20 responses to “Don’t Forget

  1. Courtney Burnett says:

    What an encourager you are!!!!

  2. Lavina Natasha Moss says:

    Dear FATHER, thank for allowing me to know this amazing young lady. Thank you for using her to accomplish your will in the lives of others. I pray that she will continue to glorify you in all that she does and that she will continue to uplift and encourage others like myself. Amen!

  3. Tonya Brown says:

    This is so touching and brings to mind my miscarriage in May, after being pregnant for only 5-7 weeks. The pregnancy was unexpected, being that I was 41 and pregnant for the first time. But we were excited then devastated when I In lost the baby (started bleeding at a wedding reception). Thank you for sharing, may God continue to bless you all, and please remain the beautiful spirit that you are!

    • schrendria says:

      Tonya forgive me for not reaching out to you. I got your number from someone as soon as I heard and I never made the call. Please know that I prayed for you and your husband and continue to pray for you. If you ever have questions or want to talk don’t hesitate to call.
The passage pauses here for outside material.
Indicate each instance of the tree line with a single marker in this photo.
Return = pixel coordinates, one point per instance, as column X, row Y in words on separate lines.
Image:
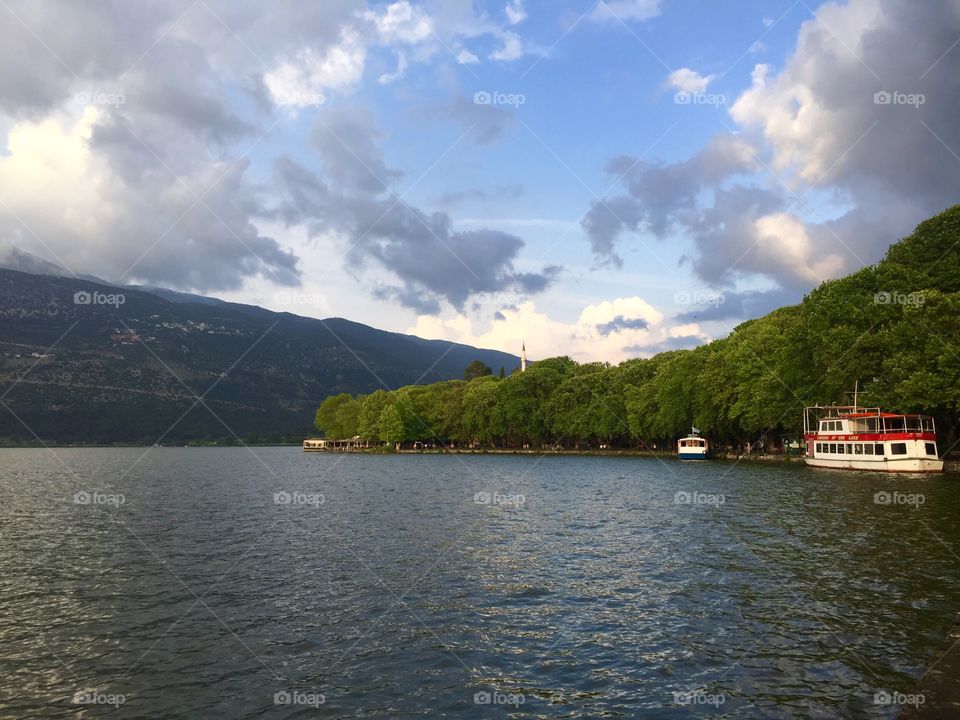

  4. Michelle Jacobs says:

    I’m so glad you are sharing your story. I’m sure you are helping many women that have had the same experience. I never thought I would get over not being able to have children, but because I have so many to love from friends and family my heart doesn’t ache anymore.
    Great blog Schrendria

  5. I will say it again…your transparency amazes me! You continue to shed light on an otherwise dark situation that is real to so many who suffer silently! People can in their unintended ignorance be so cruel with their assumptions thinking you’re waiting to have children when in reality you’re having major battles with your own body and God Himself! I know what that’s like maybe not from your stance but I am all too familiar. You give me hope. You help me to see it is not too late and when He gets ready to bless me….I better be ready because He will go above and beyond what I could even ask to think! God bless you!

  6. Corey says:

    Wow..i knew..but didn’t know! I am so proud of you and my brother..im glad you shared to remind all of us never to forget or take for granted those things that God has blessed us with…
    That’s a powerful Word HE has placed in you..Continue to let it out and spread the good news!
    Love yal both

  7. Kendra Richburg-Blanton says:

    Your Testimony and encouragement are a blessing!!! Thank you for sharing.

  8. Mal Rob says:

    Beautiful testimony, Schrendria. Needless to say, when you and Marcus went through these emotional sad times, so did his Dad and I. We hurt when our children hurt and are happy when you are happy. God heard out prayers of your being parents. We prayed even when you didn’t realize that we are having our talks with The Lord. God is soooo faithful and even now, I tear up just thinking of how He has blessed our family in soooo many ways. All praises go to Him and Him alone. God is an Awesomw God!

    • schrendria says:

      Yes He is Awesome. We can truly say now that we have a better understanding of how you felt. It hurts us now if we see the boys suffering from a cold or other minor ailments. As a parent you feel so helpless when there is nothing you can do to stop the pain. However we all can pray and we thank you and the rest of the family for your prayers. He delivered.

  9. Teresa Niles says:

    Wow! This is so touching. There is nothing like the hurt of a miscarriage and and nothing like the joy of birth. Thanks for being a blessing.

  10. Kim Smith says:

    It was just this morning when my baby girl walked into our bedroom and I heard the sweetest voice say, “Good morning mommy” that I grabbed her tight and took a few moments to thank God for her and my son. They are a blessing that I don’t take for granted. It was a journey to get them here and it doesn’t stop after birth. Now I pray God keeps them safe, healthy, happy and away from evil!